Maybe after an hour or two, she slapped my face, I wake up, “Apo Me?”, asked her what, I look at her and she was asleep. Unintentioned movement I guessed. As I closed my eyes, she slappped me again, “Me, it hurt”, I said while I open my eyes. Suddenly I realized that she doesnt look right. Her breath was short as if choked, I shake her body, hold her hand and she snore hard. I opened her eyes and her pupil did not responded. God got me this time, he play me wrong. I wanted to scream, all I can do is hold her hand rolled her to her back from her side, and her body had no power at all.
I run to Kiran’s room waking Yogi’s mom. As I returned, there was brooth leaking out of her nose. I know that my world has crumbled, fallen apart. I run to the car turn it on, Sadeq was screaming in panic “Ummmee”, at his mom, kiran was stunted, I carry her to the car, I lost my breath that I cannot open the door. Yogi’s father help with the door and hold her head on his lap. I rush to the hospital, as we get there, the doctors tested her pulse, and she was already gone.

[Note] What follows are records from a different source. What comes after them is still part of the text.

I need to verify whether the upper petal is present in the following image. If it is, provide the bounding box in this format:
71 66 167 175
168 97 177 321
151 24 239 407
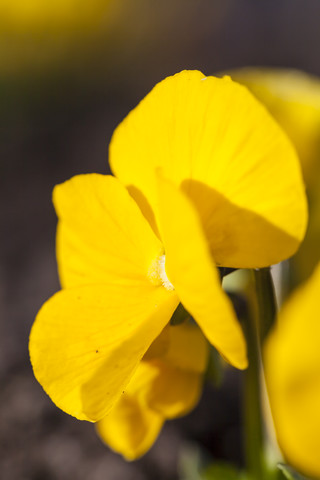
53 174 162 287
158 175 247 368
110 71 307 268
264 265 320 478
29 283 178 421
136 323 209 419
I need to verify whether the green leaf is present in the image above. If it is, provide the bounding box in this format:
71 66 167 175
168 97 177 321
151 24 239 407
278 463 308 480
206 345 225 388
201 463 247 480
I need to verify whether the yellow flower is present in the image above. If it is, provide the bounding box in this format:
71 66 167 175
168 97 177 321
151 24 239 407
30 71 307 455
232 67 320 283
97 323 208 460
231 67 320 186
264 264 320 478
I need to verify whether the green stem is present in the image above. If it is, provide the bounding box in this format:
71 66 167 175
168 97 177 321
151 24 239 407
244 298 265 480
244 268 276 480
254 267 277 342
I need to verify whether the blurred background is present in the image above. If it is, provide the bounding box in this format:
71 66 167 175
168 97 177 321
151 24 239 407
0 0 320 480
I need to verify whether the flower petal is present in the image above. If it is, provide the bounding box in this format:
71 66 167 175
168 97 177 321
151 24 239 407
53 174 162 287
110 71 307 268
29 283 178 421
97 323 208 460
96 393 164 460
158 175 247 368
136 323 208 419
264 264 320 478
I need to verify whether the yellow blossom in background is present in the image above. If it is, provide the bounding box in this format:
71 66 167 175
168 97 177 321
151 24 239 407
264 264 320 478
0 0 123 76
30 71 307 457
97 323 208 460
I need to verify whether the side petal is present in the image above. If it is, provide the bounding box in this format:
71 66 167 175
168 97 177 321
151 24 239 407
264 265 320 478
29 284 178 421
96 393 164 460
53 174 162 287
158 175 247 369
110 71 307 268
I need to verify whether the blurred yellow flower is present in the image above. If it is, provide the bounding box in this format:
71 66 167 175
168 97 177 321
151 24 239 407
0 0 123 77
231 67 320 284
231 67 320 187
264 264 320 478
30 71 307 448
0 0 111 33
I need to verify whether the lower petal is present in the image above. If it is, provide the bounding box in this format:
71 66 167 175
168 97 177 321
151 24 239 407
96 394 164 460
29 284 178 421
158 174 247 369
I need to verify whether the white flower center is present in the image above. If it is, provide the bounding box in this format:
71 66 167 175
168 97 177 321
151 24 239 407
149 255 174 290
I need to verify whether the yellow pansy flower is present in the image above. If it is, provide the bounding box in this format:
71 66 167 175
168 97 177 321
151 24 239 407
231 67 320 283
97 323 208 460
264 264 320 478
230 67 320 186
30 71 307 440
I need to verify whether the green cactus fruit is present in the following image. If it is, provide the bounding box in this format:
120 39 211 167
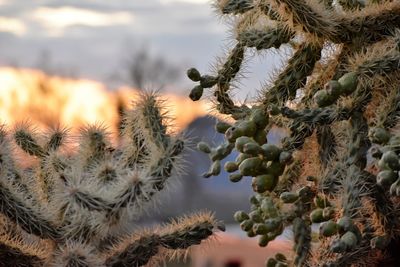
186 68 201 82
197 142 211 154
210 160 221 176
279 192 299 203
215 121 232 134
381 150 400 171
235 153 253 165
224 161 239 172
200 75 218 88
324 80 343 99
253 129 267 145
340 231 358 250
338 72 358 95
314 195 331 208
297 186 315 202
275 253 287 262
319 221 338 236
265 258 278 267
233 210 250 223
370 235 390 250
251 174 279 193
239 157 262 176
322 207 335 220
240 219 254 232
263 161 285 177
261 144 282 161
243 142 263 156
313 90 335 107
337 216 354 233
250 108 269 130
376 170 399 187
310 208 325 223
235 136 254 152
368 127 390 145
249 209 263 223
279 151 293 165
389 178 400 196
189 85 204 101
229 173 243 183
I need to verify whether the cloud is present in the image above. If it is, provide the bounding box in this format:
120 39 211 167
0 17 27 36
30 6 134 36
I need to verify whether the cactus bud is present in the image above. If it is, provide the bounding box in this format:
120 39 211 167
186 68 201 82
251 174 279 193
279 192 299 203
239 157 262 176
215 121 232 134
233 210 250 223
189 85 204 101
197 142 211 154
200 75 218 88
319 221 338 237
338 72 358 94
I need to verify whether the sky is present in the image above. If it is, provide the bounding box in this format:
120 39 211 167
0 0 284 98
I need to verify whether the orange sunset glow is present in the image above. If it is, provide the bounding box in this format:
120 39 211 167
0 68 209 134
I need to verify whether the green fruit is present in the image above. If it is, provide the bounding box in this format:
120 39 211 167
197 142 211 154
376 170 399 187
186 68 201 82
215 121 232 134
368 127 390 145
313 90 335 107
189 85 204 101
338 72 358 94
324 80 343 99
261 144 282 161
337 216 354 233
381 150 400 170
249 210 263 223
340 231 358 250
229 173 243 183
310 208 325 223
265 258 278 267
200 75 218 88
240 219 254 232
322 207 335 220
253 129 267 145
250 108 269 130
314 195 331 208
275 253 287 262
251 174 279 193
235 153 253 165
233 210 250 223
279 192 299 203
239 157 262 176
279 151 293 165
243 143 263 156
319 221 338 237
265 161 285 177
224 161 239 172
235 136 255 152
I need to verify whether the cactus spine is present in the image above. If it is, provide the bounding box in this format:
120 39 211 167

Sadeq screamed, I could only look at him, I looked at Kiran, and she was panicked, and I was at the bottom of the hell. Felt itchy, numb and in the very surface of my skin, as if it will explode but it did not. I wanted to cry, but I have no power to cry, All I can do is hold my sons and daughter and call my love hoped that she will wake up. I kept thinking that this is just a nightmare, and I will wake up soon.

Still shiver every time the thing come across my mind. and still could not accept that It all happened. I still cannot accept it happened.

Cry is for medium happiness and or sadness. For traumatic one, you become numb, stunted, emptied. You became empty, you forgot everything, you do not know how to express feelings, even when you wanted to cry, there is not a single cry to cry on. Smile is the only expression that you had left. All you can feel is small itch as if there are small hands tickling your palm, face, feet, and every surface of your skin.

I really want to go with you honey, accompany you, or at least burnt in hell, if there is one, just not to feel this emptiness.

They said that time will heal, they are all wrong, it made me rot. For me, it is like maggot, eating my flesh inside out. They said hell is fire, you live it when you die. No, it did not applied to me, I live it every single breath stroke from that moment you slap my face onward.